Another reason people would go to these cities is one of a kind arts. Paris has the Louvre, D’Orsay and Versailles. Not to mention restaurants and cafe’s. These amenities go hand in hand with walking.
How Pittsburg would pull this off remains to be seen, but I would advise them to build canals. It would take guts for the planners, but they have to think big and bold.
Jones and Laughlin who needs them, we have our Asia made ipads. That’s the way to national prosperity.

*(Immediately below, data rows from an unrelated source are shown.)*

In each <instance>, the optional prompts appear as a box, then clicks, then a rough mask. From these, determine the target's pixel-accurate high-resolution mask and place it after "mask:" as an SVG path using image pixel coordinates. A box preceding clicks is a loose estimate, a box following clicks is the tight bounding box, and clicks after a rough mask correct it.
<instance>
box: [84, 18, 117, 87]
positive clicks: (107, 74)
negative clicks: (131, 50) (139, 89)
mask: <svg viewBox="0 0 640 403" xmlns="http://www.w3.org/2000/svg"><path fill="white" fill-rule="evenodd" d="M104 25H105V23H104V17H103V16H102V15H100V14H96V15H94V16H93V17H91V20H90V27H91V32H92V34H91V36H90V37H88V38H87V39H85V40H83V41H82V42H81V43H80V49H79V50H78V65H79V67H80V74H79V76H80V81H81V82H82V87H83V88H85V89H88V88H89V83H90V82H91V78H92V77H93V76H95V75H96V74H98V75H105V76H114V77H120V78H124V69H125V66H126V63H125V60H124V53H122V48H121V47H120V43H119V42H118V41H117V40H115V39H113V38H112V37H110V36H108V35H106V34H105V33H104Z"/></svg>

Same thing with Obama/Democrats obsession with high speed rail. The thriving economy should come first to justify it. But the Dems think you rev up the states economy by building the high speed rail first. They are that stupid in addition to these projects being a payoff to their union buddies
Who knows - teach ‘Burghers to stop bathing and using deodorant and to start peeing in the streets - it could happen.
I staid at a hotel just outside of downtown once. I wanted to get a sandwich at the Subway sandwich shop accross the highway, I could see it from my hotel room . I spent the next two hours lost trying to get there. I found my way back to the Hotel, asked the front desk clerk how to get to the Subway across the highway.
“You can't get there from here, you'd never find it!”
Ever been to Pittsburgh? They don’t need canals; They got RIVERS! Three of them, to be exact! BIG ones! :-)
Pittsburgh is a world away from Philly. It may be full of libs - it’s an old union town, after all - but it is as homey and friendly a place as you’ll ever want to visit.